Le droit d’asile européen et le genre dans la jurisprudence de la CJUE
UNION EUROPÉENNE: DROIT DE LA PROTECTION INTERNATIONALE
Le droit d’asile européen et le genre dans la jurisprudence de la CJUE
2025
Lara TORBAY, Le droit d’asile européen et le genre: Analyse de la jurisprudence récente de la CJUE, ex ante 2025/2, pp. 133–146.
Dans cette analyse, l’autrice relève que le droit de l’asile a historiquement favorisé la perspective et les expériences des hommes réfugiés, avec sa division entre la sphère publique et la sphère privée (domestique). Elle explique que cela a marginalisé les violations des droit sociaux et économiques par rapport aux violations des droits politiques.
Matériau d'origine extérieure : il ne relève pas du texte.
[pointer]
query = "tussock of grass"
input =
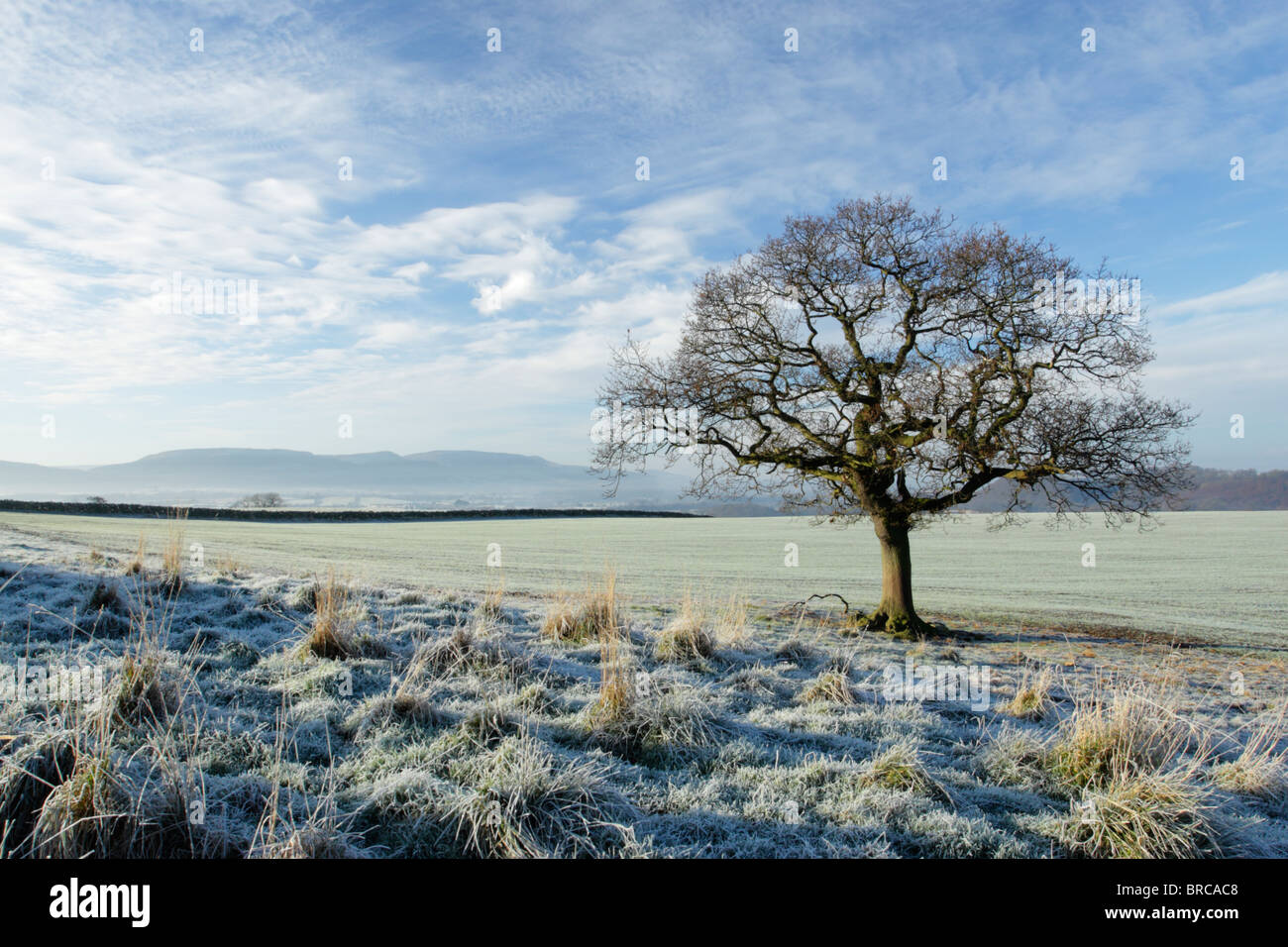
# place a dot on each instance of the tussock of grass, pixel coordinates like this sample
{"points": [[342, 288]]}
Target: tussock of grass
{"points": [[1261, 768], [828, 686], [584, 618], [492, 604], [900, 767], [26, 780], [110, 806], [149, 686], [686, 639], [1131, 729], [104, 595], [331, 631], [1031, 699], [797, 651], [463, 652], [1014, 758], [487, 725], [171, 554], [730, 624], [141, 556], [523, 802], [1141, 815]]}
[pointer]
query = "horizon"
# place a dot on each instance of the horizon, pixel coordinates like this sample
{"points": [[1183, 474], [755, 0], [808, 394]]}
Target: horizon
{"points": [[441, 243], [451, 450]]}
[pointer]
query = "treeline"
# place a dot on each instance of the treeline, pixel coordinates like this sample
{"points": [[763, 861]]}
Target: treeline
{"points": [[1237, 489], [133, 509]]}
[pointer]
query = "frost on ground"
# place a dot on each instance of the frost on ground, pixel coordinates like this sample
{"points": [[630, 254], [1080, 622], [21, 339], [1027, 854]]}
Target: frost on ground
{"points": [[266, 715]]}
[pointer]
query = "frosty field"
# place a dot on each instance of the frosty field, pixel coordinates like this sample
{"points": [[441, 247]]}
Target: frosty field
{"points": [[1216, 577], [243, 707]]}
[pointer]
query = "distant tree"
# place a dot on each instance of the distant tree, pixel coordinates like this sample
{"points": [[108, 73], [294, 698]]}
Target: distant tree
{"points": [[259, 501], [879, 363]]}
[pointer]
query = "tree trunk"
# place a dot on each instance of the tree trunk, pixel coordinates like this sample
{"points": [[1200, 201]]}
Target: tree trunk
{"points": [[896, 612]]}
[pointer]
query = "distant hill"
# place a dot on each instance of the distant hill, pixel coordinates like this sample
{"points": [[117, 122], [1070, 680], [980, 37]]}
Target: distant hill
{"points": [[1237, 489], [460, 479], [1215, 489], [449, 478]]}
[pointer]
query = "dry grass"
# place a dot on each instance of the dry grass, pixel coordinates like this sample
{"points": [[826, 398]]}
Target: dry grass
{"points": [[149, 686], [686, 638], [730, 624], [1261, 767], [316, 830], [331, 631], [828, 686], [524, 802], [1133, 729], [584, 618], [492, 604], [900, 767], [171, 553], [1141, 815], [1031, 699], [141, 557], [616, 688]]}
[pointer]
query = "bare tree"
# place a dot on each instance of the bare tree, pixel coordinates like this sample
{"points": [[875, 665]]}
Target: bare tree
{"points": [[881, 363]]}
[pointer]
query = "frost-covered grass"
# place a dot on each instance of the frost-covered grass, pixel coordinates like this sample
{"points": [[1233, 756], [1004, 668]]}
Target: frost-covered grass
{"points": [[320, 714], [1209, 575]]}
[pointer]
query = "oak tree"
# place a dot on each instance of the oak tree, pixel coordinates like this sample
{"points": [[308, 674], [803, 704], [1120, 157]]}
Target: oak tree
{"points": [[885, 364]]}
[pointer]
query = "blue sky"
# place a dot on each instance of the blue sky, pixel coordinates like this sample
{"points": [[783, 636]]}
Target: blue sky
{"points": [[463, 289]]}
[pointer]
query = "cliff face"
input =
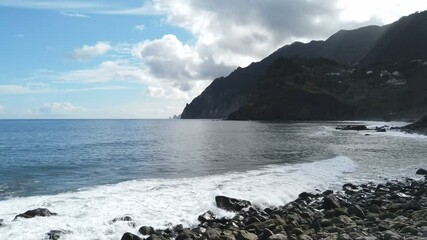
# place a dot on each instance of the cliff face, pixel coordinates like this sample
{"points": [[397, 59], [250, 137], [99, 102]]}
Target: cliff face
{"points": [[369, 75]]}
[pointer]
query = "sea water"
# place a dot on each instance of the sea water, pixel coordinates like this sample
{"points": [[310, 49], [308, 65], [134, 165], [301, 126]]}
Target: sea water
{"points": [[166, 172]]}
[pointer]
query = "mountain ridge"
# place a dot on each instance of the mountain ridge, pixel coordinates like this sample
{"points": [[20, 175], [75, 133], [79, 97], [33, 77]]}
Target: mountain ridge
{"points": [[361, 49]]}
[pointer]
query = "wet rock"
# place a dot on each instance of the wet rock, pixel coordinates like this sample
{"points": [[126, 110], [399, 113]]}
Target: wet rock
{"points": [[266, 233], [130, 236], [56, 234], [421, 171], [391, 235], [278, 237], [325, 222], [352, 127], [39, 212], [231, 204], [146, 230], [327, 192], [356, 211], [344, 237], [245, 235], [206, 217], [409, 229], [374, 208], [297, 231], [213, 233], [228, 235], [186, 234], [413, 205], [330, 202], [156, 237], [384, 226], [380, 129]]}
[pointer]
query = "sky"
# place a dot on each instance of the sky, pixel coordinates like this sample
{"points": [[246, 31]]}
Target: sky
{"points": [[146, 59]]}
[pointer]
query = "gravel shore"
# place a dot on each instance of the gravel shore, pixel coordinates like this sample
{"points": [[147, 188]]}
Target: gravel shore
{"points": [[390, 211]]}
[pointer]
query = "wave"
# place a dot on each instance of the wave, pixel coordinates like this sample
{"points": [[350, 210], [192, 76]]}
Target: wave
{"points": [[88, 212]]}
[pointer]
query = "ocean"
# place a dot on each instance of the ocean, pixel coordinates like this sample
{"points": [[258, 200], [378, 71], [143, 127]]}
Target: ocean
{"points": [[167, 172]]}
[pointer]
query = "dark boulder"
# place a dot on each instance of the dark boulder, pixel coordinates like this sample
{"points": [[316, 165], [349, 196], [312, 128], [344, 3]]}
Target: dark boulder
{"points": [[146, 230], [231, 204], [122, 219], [421, 171], [356, 211], [39, 212], [380, 129], [156, 237], [352, 127], [213, 233], [207, 217], [130, 236], [186, 234], [56, 234], [330, 202]]}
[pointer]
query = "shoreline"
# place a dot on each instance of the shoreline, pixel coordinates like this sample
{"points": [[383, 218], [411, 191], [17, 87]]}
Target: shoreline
{"points": [[392, 210]]}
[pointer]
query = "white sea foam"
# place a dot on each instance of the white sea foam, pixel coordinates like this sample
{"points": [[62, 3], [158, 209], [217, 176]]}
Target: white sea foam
{"points": [[162, 202]]}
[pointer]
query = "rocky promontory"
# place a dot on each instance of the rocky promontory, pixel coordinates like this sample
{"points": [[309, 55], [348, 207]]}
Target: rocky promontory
{"points": [[390, 211], [419, 126]]}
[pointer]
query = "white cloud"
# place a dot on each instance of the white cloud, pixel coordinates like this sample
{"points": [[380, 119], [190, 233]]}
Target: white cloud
{"points": [[384, 11], [168, 58], [73, 14], [90, 89], [140, 27], [60, 108], [88, 52], [107, 71], [14, 89]]}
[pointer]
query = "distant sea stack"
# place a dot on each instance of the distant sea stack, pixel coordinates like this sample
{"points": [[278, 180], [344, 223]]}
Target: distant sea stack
{"points": [[374, 72], [419, 126]]}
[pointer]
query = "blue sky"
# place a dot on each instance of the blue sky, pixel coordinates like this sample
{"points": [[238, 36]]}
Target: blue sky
{"points": [[147, 59]]}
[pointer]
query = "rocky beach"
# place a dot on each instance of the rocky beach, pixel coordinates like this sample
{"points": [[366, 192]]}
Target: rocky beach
{"points": [[392, 210]]}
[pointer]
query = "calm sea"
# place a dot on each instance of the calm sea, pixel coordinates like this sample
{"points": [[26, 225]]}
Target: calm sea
{"points": [[164, 172]]}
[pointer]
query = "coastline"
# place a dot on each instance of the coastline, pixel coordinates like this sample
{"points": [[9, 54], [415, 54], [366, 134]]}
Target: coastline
{"points": [[389, 211]]}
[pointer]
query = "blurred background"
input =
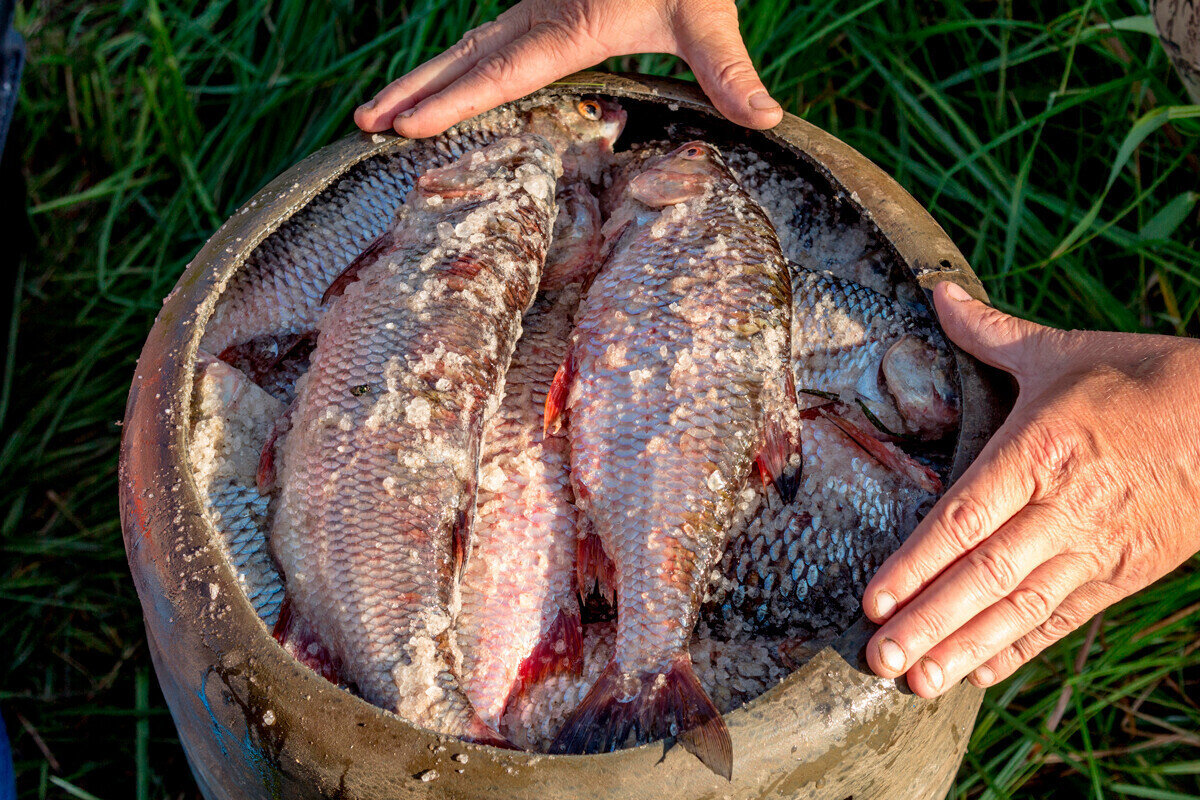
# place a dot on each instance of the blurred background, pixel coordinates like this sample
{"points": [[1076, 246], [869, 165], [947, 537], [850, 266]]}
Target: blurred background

L’accent a été mis sur les violations commises par l’Etat et renvoyé celles commises par des acteurs non étatiques à la sphère intime, dépourvue de toute caractère politique, mais «[...] certains arrêts récents semblent rompre avec cette tendance».
L'autrice présente à cet égard les trois décisions suivantes de la Cour de justice de l'Union européenne (ci-après ‹la Cour›):
Affaire WS (C-621/21; voir newsletter 2024#2, femme voulant s'extirper d'un mariage forcé)
Affaire K et L (C-646/21; «femmes occidentalisées»)
Affaire AH et FN (affaires jointes C-608/22 et C-609/22; voir – entre autres – newsletters 2024#3 et 2024#4, femmes afghanes)
Dans ses commentaires et critiques, l’autrice souligne tout d’abord qu'«[e]n reconnaissant, dans le contexte de l’affaire WS, la pertinence de la [Convention sur l’élimination de toutes les formes de discrimination à l’égard des femmes (CEDEF)] et de la [Convention du Conseil de l’Europe du 16 mai 2011 sur la prévention et la lutte contre la violence à l’égard des femmes et la violence domestique (Convention d’Istanbul)] dans l’interprétation du droit d’asile, la Cour renforce la protection et réaffirme l’importance des droits humains, en particulier ceux des femmes, dans le contexte migratoire». Cela contribue «à créer un contexte légal international harmonieux […]».
Les arrêts dans les affaires WS et K et L «sont également particulièrement importants dans leur reconnaissance des femmes en général et de certaines catégories de femmes en particulier en tant que ‹certain groupe social›». La Cour, en reconnaissant comme actes de persécution des violences relevant de la sphère privée commises par des acteurs non étatiques, contribue à déconstruire la dichotomie arbitraire entre les violences dans la sphère publique et dans la sphère domestique.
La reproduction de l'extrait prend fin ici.